Preparations begin for Ripon in Bloom

Peter Liddle and Craig Scorer from  Ripon in Bloom show off their work-in-progress at Temple Gardens, ahead of this summer's competition.  (GL 9714)
Peter Liddle and Craig Scorer from Ripon in Bloom show off their work-in-progress at Temple Gardens, ahead of this summer's competition. (GL 9714)
0
Have your say

Ripon’s record for blooming marvellous flower displays will face its biggest challenge this summer in the national Britain in Bloom competition.

Hot on the heels of winning gold in last year’s Yorkshire in Bloom competition, organisers of Ripon in Bloom are branching out to ensure their success continues to flower when they compete at national level.

Ripon in Bloom chairman Craig Scorer told the Gazette: “There is only a little group of about eight of us, but we will have so much to show the judges when they come to see our displays in late July or early August.”

Despite the chilly weather, Ripon’s horticulture enthusiasts have been braving the elements to work on their flower projects at Temple Gardens on Allhallowgate, Bedern Bank and Goose Common.

After being plucked out from more than 1,000 entrants to take part in the Royal Horticultural Society Britain in Bloom UK Finals this year, green-fingered volunteers have been hard at work sprucing up their ongoing projects in the city.

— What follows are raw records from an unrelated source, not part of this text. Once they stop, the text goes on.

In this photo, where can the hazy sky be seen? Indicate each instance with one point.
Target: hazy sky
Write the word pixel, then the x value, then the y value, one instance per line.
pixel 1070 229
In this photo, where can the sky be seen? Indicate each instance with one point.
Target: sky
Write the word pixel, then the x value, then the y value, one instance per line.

Volunteer Brenda Anderson – who has sat on the Ripon in Bloom committee for more than 20 years and is the longest serving member of the committee – will head out on to the streets of Ripon on Sunday, March 10 to clean up the flower boxes and hang up new baskets.

Mrs Anderson told the Gazette the committee will produce a portfolio of its work before the judges arrive, and spend two and a half hours giving them a thorough tour of the flower displays.

Ripon is one of 80 finalists in the country’s biggest voluntary campaign, which involves more than 300,000 people. It will compete in the Large Towns category.

Temple Gardens has so far been improved with the addition of a new gateway and a pagoda in the central area. Bulbs have also been planted and a litter bin added to combat the problem of rubbish being dropped in the gardens. Shrubs at Bedern Bank have started to flourish and weeding, litter picking and pruning maintenance work is ongoing.

“We feel the flower bed has considerably enhanced the area,” said Mrs Anderson.

Plans are now in place to a build a wild flower patch and a bug hotel – with bird and bat boxes in the trees made by the Walled Garden Scheme – at Goose Common.